Edito de l'Eglise en Corrèze - Octobre 2018

      

Dans son numéro du 7 septembre dernier, l’hebdomadaire « France Catholique » consacre son Dossier à Jean Le Cour Grandmaison, qui fut directeur de cet hebdomadaire, entre 1945 et 1957. Ce chrétien atypique fut d’abord officier de marine, journaliste, homme politique, engagé dans l’Action catholique dont il présida la Fédération nationale.

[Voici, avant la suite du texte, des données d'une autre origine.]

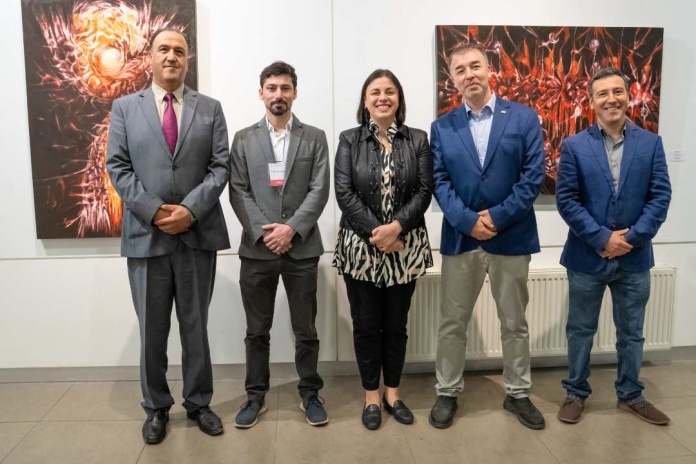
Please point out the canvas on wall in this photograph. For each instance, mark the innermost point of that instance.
(549, 68)
(80, 55)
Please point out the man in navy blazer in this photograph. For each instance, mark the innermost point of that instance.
(488, 170)
(168, 159)
(613, 191)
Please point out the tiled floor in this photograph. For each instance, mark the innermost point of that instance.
(75, 423)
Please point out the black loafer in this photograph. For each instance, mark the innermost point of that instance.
(442, 414)
(207, 420)
(155, 426)
(399, 410)
(526, 412)
(372, 417)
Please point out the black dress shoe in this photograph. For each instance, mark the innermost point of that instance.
(207, 420)
(372, 417)
(399, 410)
(525, 411)
(155, 426)
(442, 414)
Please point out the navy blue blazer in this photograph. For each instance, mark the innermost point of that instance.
(587, 201)
(506, 185)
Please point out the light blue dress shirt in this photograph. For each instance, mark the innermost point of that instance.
(480, 126)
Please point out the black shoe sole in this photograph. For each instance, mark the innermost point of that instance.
(527, 424)
(154, 441)
(390, 410)
(212, 433)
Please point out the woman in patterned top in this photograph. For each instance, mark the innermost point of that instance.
(384, 182)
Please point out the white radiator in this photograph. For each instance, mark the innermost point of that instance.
(547, 313)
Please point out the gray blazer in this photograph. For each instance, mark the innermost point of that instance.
(298, 203)
(146, 175)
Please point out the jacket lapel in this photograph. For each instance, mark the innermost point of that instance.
(264, 140)
(597, 145)
(296, 133)
(147, 105)
(501, 116)
(187, 113)
(465, 135)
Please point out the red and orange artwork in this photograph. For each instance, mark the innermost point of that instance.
(80, 55)
(549, 68)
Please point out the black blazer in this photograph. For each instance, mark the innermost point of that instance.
(357, 179)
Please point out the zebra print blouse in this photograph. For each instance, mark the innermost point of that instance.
(363, 261)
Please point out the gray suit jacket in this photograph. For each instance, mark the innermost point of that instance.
(298, 203)
(145, 174)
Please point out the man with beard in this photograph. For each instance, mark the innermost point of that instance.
(278, 189)
(613, 191)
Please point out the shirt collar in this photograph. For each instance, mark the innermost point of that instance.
(160, 93)
(391, 131)
(605, 134)
(490, 104)
(288, 126)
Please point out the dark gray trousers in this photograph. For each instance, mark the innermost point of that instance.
(258, 281)
(185, 277)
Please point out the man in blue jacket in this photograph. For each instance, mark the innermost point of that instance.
(613, 191)
(488, 170)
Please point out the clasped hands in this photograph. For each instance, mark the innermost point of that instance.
(278, 237)
(172, 219)
(386, 237)
(616, 245)
(484, 229)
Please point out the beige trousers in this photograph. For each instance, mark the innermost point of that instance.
(462, 278)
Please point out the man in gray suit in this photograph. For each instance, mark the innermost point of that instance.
(279, 185)
(168, 159)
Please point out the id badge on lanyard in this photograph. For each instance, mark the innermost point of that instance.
(276, 172)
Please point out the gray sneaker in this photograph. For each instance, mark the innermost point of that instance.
(248, 414)
(442, 414)
(313, 407)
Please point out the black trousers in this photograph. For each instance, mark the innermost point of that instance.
(380, 315)
(258, 282)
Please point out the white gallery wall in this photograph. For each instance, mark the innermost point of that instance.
(66, 303)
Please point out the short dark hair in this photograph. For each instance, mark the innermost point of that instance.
(604, 73)
(363, 115)
(278, 68)
(465, 47)
(168, 29)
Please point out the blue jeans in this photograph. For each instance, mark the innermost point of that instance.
(629, 293)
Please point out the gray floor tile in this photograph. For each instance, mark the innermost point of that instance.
(677, 460)
(21, 402)
(481, 435)
(342, 441)
(185, 444)
(607, 434)
(11, 434)
(669, 379)
(682, 411)
(107, 442)
(99, 401)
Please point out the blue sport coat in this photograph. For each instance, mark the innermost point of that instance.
(506, 185)
(587, 201)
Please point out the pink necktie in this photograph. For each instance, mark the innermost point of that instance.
(169, 126)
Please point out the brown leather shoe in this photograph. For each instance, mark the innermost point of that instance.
(646, 411)
(571, 410)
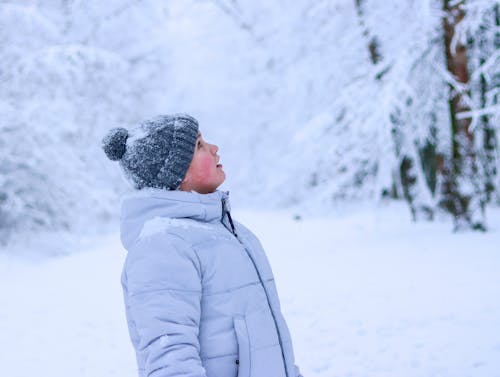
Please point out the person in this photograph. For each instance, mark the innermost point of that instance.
(199, 293)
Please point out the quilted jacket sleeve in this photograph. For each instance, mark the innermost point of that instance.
(163, 284)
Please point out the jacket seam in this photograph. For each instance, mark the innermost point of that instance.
(217, 356)
(164, 289)
(237, 288)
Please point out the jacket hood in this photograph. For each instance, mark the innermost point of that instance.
(146, 204)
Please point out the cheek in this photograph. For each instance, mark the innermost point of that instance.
(204, 168)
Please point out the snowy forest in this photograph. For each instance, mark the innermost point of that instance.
(360, 144)
(312, 103)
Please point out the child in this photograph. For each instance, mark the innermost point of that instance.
(199, 292)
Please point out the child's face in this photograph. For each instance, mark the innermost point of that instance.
(205, 173)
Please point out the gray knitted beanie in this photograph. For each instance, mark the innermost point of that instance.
(157, 152)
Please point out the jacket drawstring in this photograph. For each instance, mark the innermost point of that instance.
(225, 211)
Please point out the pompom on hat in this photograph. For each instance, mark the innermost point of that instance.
(155, 153)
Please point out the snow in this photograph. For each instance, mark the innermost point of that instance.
(365, 292)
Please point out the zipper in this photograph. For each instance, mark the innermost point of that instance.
(233, 231)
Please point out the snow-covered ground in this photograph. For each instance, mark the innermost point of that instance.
(366, 293)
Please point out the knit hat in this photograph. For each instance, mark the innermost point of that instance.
(155, 153)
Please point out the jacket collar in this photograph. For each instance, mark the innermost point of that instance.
(146, 204)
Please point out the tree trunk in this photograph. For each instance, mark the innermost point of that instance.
(462, 196)
(486, 46)
(373, 44)
(410, 173)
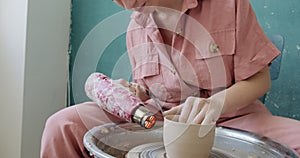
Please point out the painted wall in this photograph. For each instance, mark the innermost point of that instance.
(34, 37)
(89, 31)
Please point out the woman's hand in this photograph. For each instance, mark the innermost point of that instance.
(135, 88)
(198, 110)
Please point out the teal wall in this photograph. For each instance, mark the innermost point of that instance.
(98, 39)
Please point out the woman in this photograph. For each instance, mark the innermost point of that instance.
(210, 65)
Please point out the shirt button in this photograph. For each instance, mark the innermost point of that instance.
(214, 48)
(179, 31)
(173, 70)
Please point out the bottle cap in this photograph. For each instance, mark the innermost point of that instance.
(144, 117)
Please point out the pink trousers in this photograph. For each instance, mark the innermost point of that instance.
(64, 131)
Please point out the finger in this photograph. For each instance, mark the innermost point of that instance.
(186, 109)
(196, 108)
(197, 111)
(200, 116)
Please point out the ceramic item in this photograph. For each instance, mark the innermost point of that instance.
(183, 140)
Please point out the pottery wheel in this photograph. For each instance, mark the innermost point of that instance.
(132, 141)
(157, 150)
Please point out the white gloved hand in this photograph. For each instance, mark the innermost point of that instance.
(204, 111)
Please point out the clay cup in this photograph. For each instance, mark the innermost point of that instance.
(183, 140)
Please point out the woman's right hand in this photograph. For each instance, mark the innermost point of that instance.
(135, 88)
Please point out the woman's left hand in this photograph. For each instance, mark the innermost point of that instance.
(197, 110)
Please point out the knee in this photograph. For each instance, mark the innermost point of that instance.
(56, 122)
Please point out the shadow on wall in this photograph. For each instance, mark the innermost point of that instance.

            Dans le Dossier en question, on trouve un extrait du discours que Jean La Cour prononça à Lourdes, en mars 1958, portant sur la paroisse. Il part d’un constat : l’organisation paroissiale traditionnelle, telle qu’elle existe en France depuis des siècles, n’a pas réussi à enrayer le processus général de déchristianisation. Il se demande si la paroisse « est capable d’atteindre les masses, chaque jour plus nombreuses, que le laïcisme ambiant et les conditions de vie du prolétariat moderne ont rendues étrangères à l’idée même de christianisme ». Reprenant la réflexion des abbés Godin et Daniel, trois ans auparavant, il se pose la question : « ne faut-il pas rechercher aujourd’hui des formules nouvelles d’apostolat, inspirées de celles qui réussissent dans les pays païens ? La France n’est-elle pas devenue, elle aussi, un pays de mission ? ». Faisant référence aux études du chanoine Boulard pour la France rurale et de l’abbé Michonneau pour la ceinture de Paris, il partage leur conclusion : « la paroisse conserve un rôle plus important que jamais », non seulement pour « la conservation » de la foi, mais aussi pour l’évangélisation ; « elle doit devenir la communauté missionnaire par excellence ». A partir de là, se pose, dit-il, une nouvelle question : « comment la paroisse devient-elle missionnaire ? Quelle est la marche à suivre pour transformer en paroisse missionnaire une paroisse ordinaire de type actuel ? ».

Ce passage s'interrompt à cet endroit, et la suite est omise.